L’offensive néolibérale et antisociale qu’ils ont lancée, avec leurs alliés de l’OTAN et de l’Union européenne, a semé le chaos pour la classe ouvrière et les peuples partout dans le monde, mais, comme le PCC(M-L) l’a toujours soutenu, la classe ouvrière est une classe qui a ses propres objectifs, son programme politique, sa conscience et son organisation. Dans ces conditions, on ne saurait trop insister sur l’importance des principes élaborés par le camarade Bains et incarnés dans le travail du PCC(ML) pour bâtir et consolider l’organisation. Sans eux, il n’est pas possible d’élaborer et de réaliser les objectifs prosociaux de la classe ouvrière et du peuple. En élaborant ces principes et en s’appuyant sur eux, les Internationalistes de leur époque se sont donné les moyens de répondre aux besoins du moment. Aujourd’hui aussi, les militants du Parti doivent s’appuyer sur ces principes afin de conduire la classe ouvrière à se constituer en la nation et à investir le peuple du pouvoir souverain. C’est ce dont nous avons besoin aujourd’hui.
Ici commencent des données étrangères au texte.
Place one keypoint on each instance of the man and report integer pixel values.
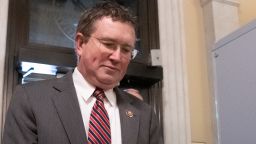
(86, 106)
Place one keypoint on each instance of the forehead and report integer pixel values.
(107, 27)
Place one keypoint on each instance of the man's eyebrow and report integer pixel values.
(106, 39)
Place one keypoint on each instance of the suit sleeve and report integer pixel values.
(20, 123)
(155, 134)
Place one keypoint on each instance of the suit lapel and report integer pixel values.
(129, 118)
(67, 107)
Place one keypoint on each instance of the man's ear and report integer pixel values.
(80, 39)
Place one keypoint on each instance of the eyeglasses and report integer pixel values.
(127, 51)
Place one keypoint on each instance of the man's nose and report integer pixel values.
(116, 54)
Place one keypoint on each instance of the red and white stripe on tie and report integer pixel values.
(99, 125)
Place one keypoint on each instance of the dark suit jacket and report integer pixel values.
(48, 112)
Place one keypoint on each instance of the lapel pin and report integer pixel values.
(129, 113)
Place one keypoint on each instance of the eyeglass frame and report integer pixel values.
(107, 44)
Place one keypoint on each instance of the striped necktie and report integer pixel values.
(99, 126)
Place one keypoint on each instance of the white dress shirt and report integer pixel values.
(84, 92)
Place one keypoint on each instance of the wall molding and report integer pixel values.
(227, 2)
(176, 114)
(4, 4)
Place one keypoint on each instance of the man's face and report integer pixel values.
(105, 56)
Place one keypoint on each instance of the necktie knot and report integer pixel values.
(99, 94)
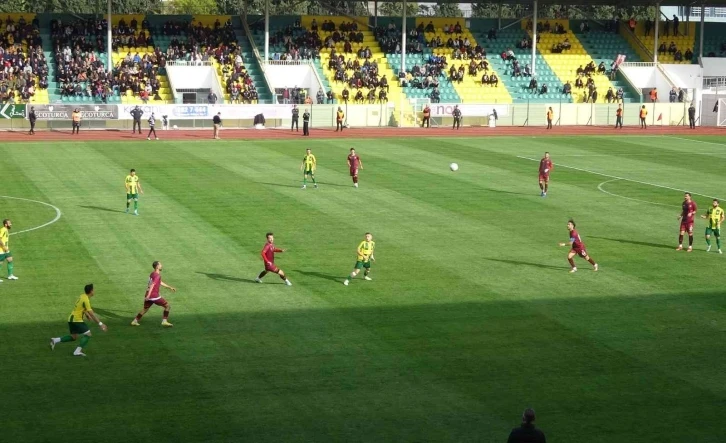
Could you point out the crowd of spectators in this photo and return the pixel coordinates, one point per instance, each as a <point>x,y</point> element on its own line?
<point>24,67</point>
<point>81,73</point>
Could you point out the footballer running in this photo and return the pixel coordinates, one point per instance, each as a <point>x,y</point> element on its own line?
<point>133,188</point>
<point>76,324</point>
<point>268,257</point>
<point>715,216</point>
<point>5,254</point>
<point>152,297</point>
<point>545,167</point>
<point>354,164</point>
<point>308,167</point>
<point>365,257</point>
<point>577,247</point>
<point>687,216</point>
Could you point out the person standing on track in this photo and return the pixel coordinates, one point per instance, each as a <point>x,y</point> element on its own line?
<point>457,117</point>
<point>217,123</point>
<point>152,127</point>
<point>136,114</point>
<point>295,119</point>
<point>643,115</point>
<point>306,123</point>
<point>619,117</point>
<point>340,115</point>
<point>550,116</point>
<point>76,118</point>
<point>32,119</point>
Le camarade Hardial Bains écrit :
« En s’attaquant aux problèmes de la conscience et de l’organisation, les Internationalistes ont entre autres adopté le principe de travail collectif et responsabilité individuelle, le principe selon lequel chaque membre a le devoir non seulement d’appliquer les décisions prises collectivement mais aussi de participer aux prises de décisions. La participation aux prises de décisions est ainsi considérée non seulement comme un droit mais aussi comme un devoir. Cela place l’individu au centre de tous les développements et fait de l’organisation le moyen de les réaliser, établissant de ce fait un rapport dialectique entre l’individu et le collectif, entre la forme et le contenu.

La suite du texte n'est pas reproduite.